When my alarm rang at 5:00, I stood up, not fighting against it, but actually feeling the quiet pride of having achieved a small victory against the version of myself who always negotiated with the alarm.
I did yoga, which had already become part of my routine. I had breakfast. I got ready. Then I walked to the cultural centre, ordered my hot chocolate with coffee, waited for the library to open, and returned to the third floor, where Anna was sitting on the shelf.
Reading her biography became one of my morning rituals.
Around the same time, I subscribed to Vogue. That, too, became part of the ritual: hot chocolate with coffee, Vogue before the library, then Anna, then the work of the day.
It sounds small because most rituals do. That is their power.
My therapist has taught me a lot about structure recently. Not structure as punishment or the enemy of creativity, but structure as the environment that makes change possible.
It appears that if we look at change as a wave, then structure is the shore.
Motivation is a feeling. Discipline is a decision.

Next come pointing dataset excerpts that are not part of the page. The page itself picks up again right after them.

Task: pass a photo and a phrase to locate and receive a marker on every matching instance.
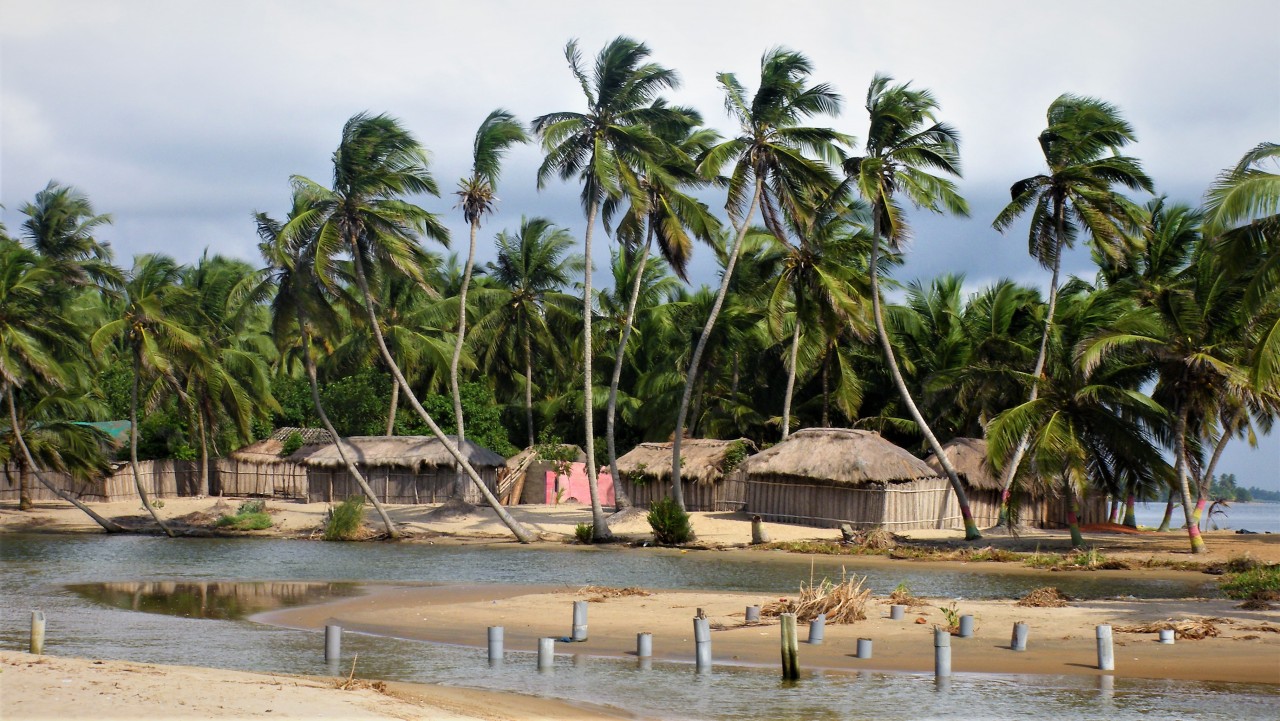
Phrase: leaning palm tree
(365, 215)
(603, 146)
(1080, 146)
(476, 195)
(768, 159)
(156, 342)
(28, 334)
(671, 217)
(904, 144)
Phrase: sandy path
(1061, 639)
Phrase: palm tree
(603, 147)
(1080, 147)
(904, 142)
(298, 305)
(476, 194)
(364, 214)
(671, 217)
(156, 341)
(531, 268)
(768, 158)
(28, 337)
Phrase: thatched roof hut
(415, 452)
(703, 460)
(268, 450)
(712, 477)
(839, 456)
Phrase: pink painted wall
(575, 486)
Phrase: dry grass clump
(1045, 597)
(1191, 629)
(842, 602)
(600, 593)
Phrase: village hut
(264, 469)
(827, 477)
(524, 478)
(1036, 502)
(711, 473)
(400, 469)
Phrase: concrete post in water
(703, 644)
(817, 629)
(644, 646)
(790, 648)
(941, 652)
(332, 643)
(1106, 655)
(545, 653)
(1019, 640)
(579, 621)
(496, 634)
(37, 631)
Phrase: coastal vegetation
(1129, 382)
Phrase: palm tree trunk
(970, 528)
(1010, 471)
(599, 524)
(677, 493)
(109, 526)
(133, 447)
(204, 455)
(339, 443)
(1183, 486)
(529, 391)
(791, 378)
(362, 281)
(460, 486)
(391, 414)
(621, 498)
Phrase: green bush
(292, 442)
(344, 521)
(1261, 583)
(670, 523)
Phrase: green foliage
(1261, 583)
(670, 523)
(292, 442)
(346, 520)
(734, 455)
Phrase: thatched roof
(969, 457)
(268, 450)
(417, 452)
(840, 456)
(702, 459)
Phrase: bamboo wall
(726, 494)
(392, 486)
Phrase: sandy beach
(1246, 649)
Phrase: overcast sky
(181, 118)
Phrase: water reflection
(211, 599)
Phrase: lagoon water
(49, 571)
(1261, 518)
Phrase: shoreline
(1063, 639)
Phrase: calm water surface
(49, 573)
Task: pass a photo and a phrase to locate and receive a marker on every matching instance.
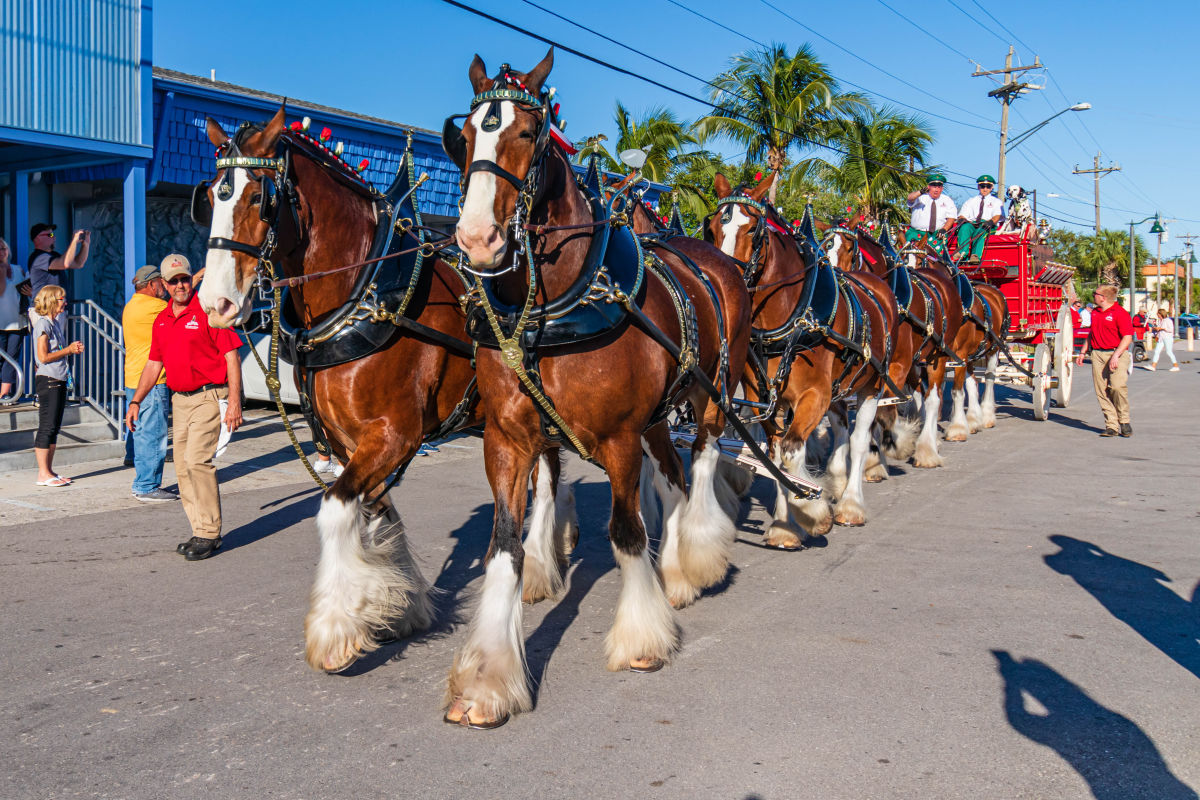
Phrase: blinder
(202, 208)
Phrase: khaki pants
(197, 427)
(1111, 388)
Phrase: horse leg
(925, 456)
(975, 414)
(366, 583)
(545, 563)
(663, 475)
(489, 679)
(835, 468)
(850, 507)
(957, 431)
(989, 391)
(643, 635)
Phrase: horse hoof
(783, 540)
(460, 714)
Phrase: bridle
(505, 89)
(751, 268)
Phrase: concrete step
(78, 433)
(64, 455)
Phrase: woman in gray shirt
(51, 352)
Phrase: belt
(202, 389)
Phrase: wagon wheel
(1063, 362)
(1041, 382)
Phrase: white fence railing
(99, 373)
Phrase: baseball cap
(175, 264)
(39, 228)
(147, 274)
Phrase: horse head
(240, 208)
(738, 227)
(498, 149)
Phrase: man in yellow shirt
(150, 437)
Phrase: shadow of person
(1116, 758)
(1135, 595)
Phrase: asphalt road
(1020, 624)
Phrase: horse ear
(535, 77)
(478, 74)
(721, 185)
(216, 133)
(763, 186)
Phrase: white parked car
(252, 380)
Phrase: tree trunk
(775, 160)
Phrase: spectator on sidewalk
(1165, 334)
(1109, 342)
(13, 324)
(203, 368)
(46, 264)
(150, 437)
(51, 350)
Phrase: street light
(1018, 139)
(1157, 228)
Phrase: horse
(819, 336)
(585, 340)
(382, 358)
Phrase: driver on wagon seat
(979, 216)
(933, 214)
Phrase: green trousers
(972, 238)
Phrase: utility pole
(1189, 253)
(1007, 91)
(1099, 173)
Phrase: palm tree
(659, 132)
(772, 101)
(880, 146)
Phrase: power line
(653, 82)
(849, 83)
(851, 53)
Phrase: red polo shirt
(191, 352)
(1109, 328)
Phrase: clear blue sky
(407, 61)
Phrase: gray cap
(145, 275)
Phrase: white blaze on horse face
(478, 226)
(738, 218)
(220, 266)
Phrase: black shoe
(202, 548)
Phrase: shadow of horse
(1135, 595)
(1116, 757)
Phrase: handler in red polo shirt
(1110, 340)
(203, 368)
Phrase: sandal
(54, 481)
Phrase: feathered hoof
(681, 593)
(783, 537)
(468, 715)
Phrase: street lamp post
(1157, 228)
(1006, 145)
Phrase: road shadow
(1116, 757)
(1134, 594)
(273, 522)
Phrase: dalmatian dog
(1020, 212)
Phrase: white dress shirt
(924, 204)
(993, 206)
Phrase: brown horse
(280, 194)
(813, 348)
(556, 368)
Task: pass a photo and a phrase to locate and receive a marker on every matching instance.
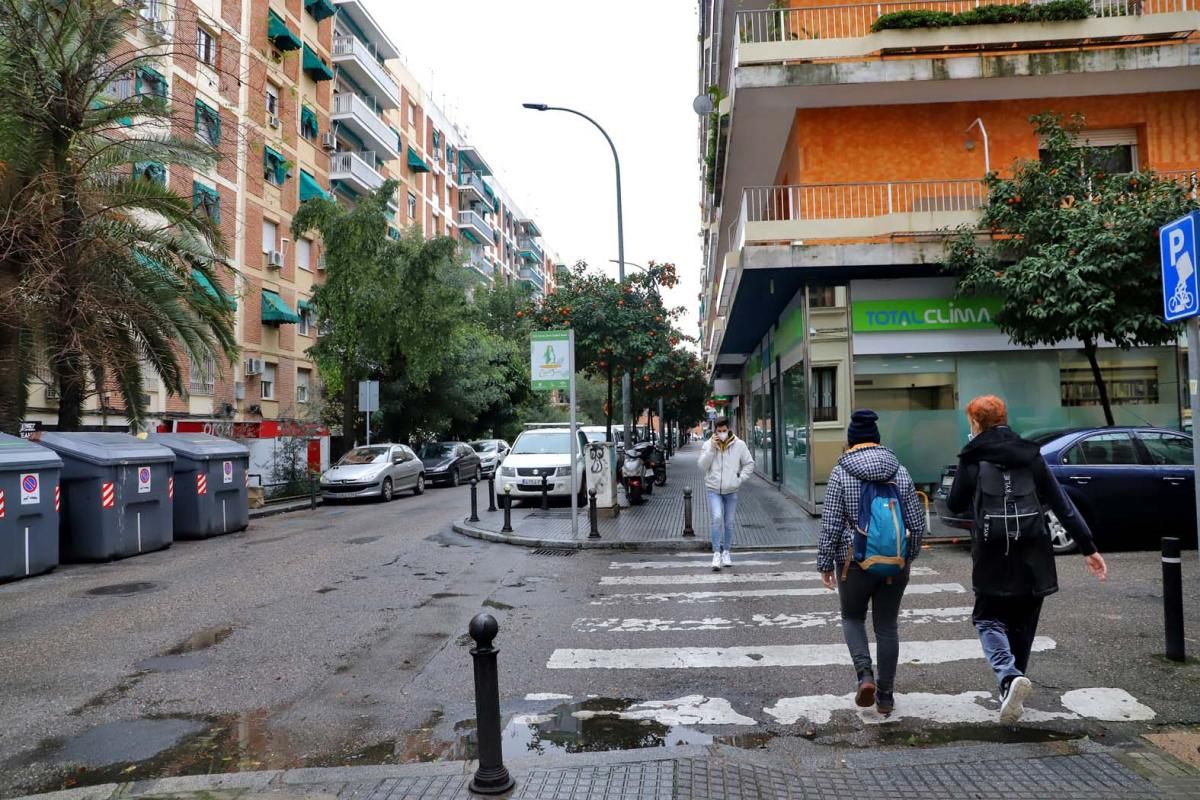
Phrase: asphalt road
(337, 637)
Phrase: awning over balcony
(280, 34)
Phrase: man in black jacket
(1011, 583)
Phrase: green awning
(417, 163)
(319, 8)
(280, 34)
(316, 68)
(310, 188)
(276, 311)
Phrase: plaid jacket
(845, 486)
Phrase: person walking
(870, 533)
(726, 462)
(1005, 481)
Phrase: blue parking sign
(1181, 288)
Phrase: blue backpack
(881, 540)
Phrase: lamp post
(621, 246)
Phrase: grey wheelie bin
(29, 507)
(117, 494)
(210, 483)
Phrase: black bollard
(508, 510)
(491, 777)
(593, 521)
(1173, 597)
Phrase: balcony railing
(855, 20)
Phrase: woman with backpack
(870, 533)
(1005, 481)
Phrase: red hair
(988, 411)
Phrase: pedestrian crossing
(732, 648)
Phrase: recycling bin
(117, 494)
(210, 483)
(29, 507)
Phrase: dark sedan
(450, 462)
(1132, 485)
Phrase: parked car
(491, 453)
(538, 452)
(373, 470)
(1132, 485)
(450, 462)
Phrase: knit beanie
(863, 428)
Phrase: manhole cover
(121, 589)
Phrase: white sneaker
(1013, 701)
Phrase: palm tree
(105, 271)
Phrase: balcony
(355, 170)
(474, 227)
(359, 61)
(353, 113)
(837, 30)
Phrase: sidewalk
(795, 769)
(766, 518)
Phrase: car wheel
(1060, 539)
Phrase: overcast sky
(629, 64)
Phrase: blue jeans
(723, 507)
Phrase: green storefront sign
(925, 314)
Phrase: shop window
(825, 394)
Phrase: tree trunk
(1090, 352)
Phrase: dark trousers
(858, 590)
(1007, 626)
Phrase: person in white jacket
(726, 462)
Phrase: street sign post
(1181, 301)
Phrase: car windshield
(364, 456)
(557, 441)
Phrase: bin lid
(201, 446)
(17, 453)
(106, 449)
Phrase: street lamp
(621, 246)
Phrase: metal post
(1173, 597)
(593, 521)
(491, 777)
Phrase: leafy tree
(1073, 248)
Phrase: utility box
(29, 507)
(210, 483)
(117, 494)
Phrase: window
(825, 394)
(267, 382)
(205, 47)
(304, 254)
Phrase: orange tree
(618, 326)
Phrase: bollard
(1173, 597)
(593, 521)
(491, 777)
(508, 510)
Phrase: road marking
(723, 577)
(735, 594)
(816, 619)
(779, 655)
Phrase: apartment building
(840, 155)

But structure is the habitat that makes decision-making and discipline simpler. Structure is built by rituals and habits, and it helps you take the next step. It reduces the number of negotiations and removes the drama from beginning all over again.
And the reason why rituals are key to building long-lasting structure is that rituals are signals to the nervous system saying: this is where we start, this is how we continue, this is where we return when everything else becomes too loud.
Examples of my rituals: the morning drink; the same table; the book on the third floor; the Vogue article before work; the notebook; the opening of the day before the day opens its mouth.
Rituals are small ceremonies of self-trust and repeated gestures through which you tell yourself:
I am choosing myself, I am coming back again. I am not waiting for inspiration to rescue me from disorder. I am in control.
Now I wake up at 5:00 a.m. every day. I do yoga, aim to arrive at the cultural centre by 7:45, have my hot chocolate with coffee, study Turkish, read Vogue, read Anna, and then begin the tasks of the day.
And something has shifted.
Flawlessness is impossible, of course, the structure sometimes still breaks in the evenings. I still get tired. I still have teaching slots. I still occasionally feel the gravitational pull of old chaos. But there is now a backbone where there used to be longing.
I am feeling better than ever, I am writing and publishing, because now ideas are constantly coming to my mind, and I actually execute them. I have set up a content calendar and I am already filling July. I am beginning to feel, with surprising calmness, that I will not be teaching forever, because I finally built a structure that allows another life to become possible.
Most importantly, thanks to my therapist, Anna Wintour, Miranda Priestly — all three powerful women, three Devils in their own way — I realized that there’s beauty, almost frightening beauty, in a life run with precision, clarity, image, standards, and ritual.
And there is the quiet realization that structure itself has not made my life smaller, but more glamorous.
For years, I thought glamour belonged to clothes, labels, cities, hotel lobbies, and expensive cafés. And perhaps, it does, in part. But lately, I have started to see glamour differently — there is power in a life lived with intention, in knowing where your morning begins, in the discipline of protecting your mind before the world starts asking for pieces of it. It is taste, but also timing; standards, but also repetition; beauty, but also boundaries.
Life finally has somewhere to place its dreams.
And maybe, just maybe, inspiration is what appears after you sit at the same table, open the same notebook, and prove to yourself — morning after morning — that you are coming back.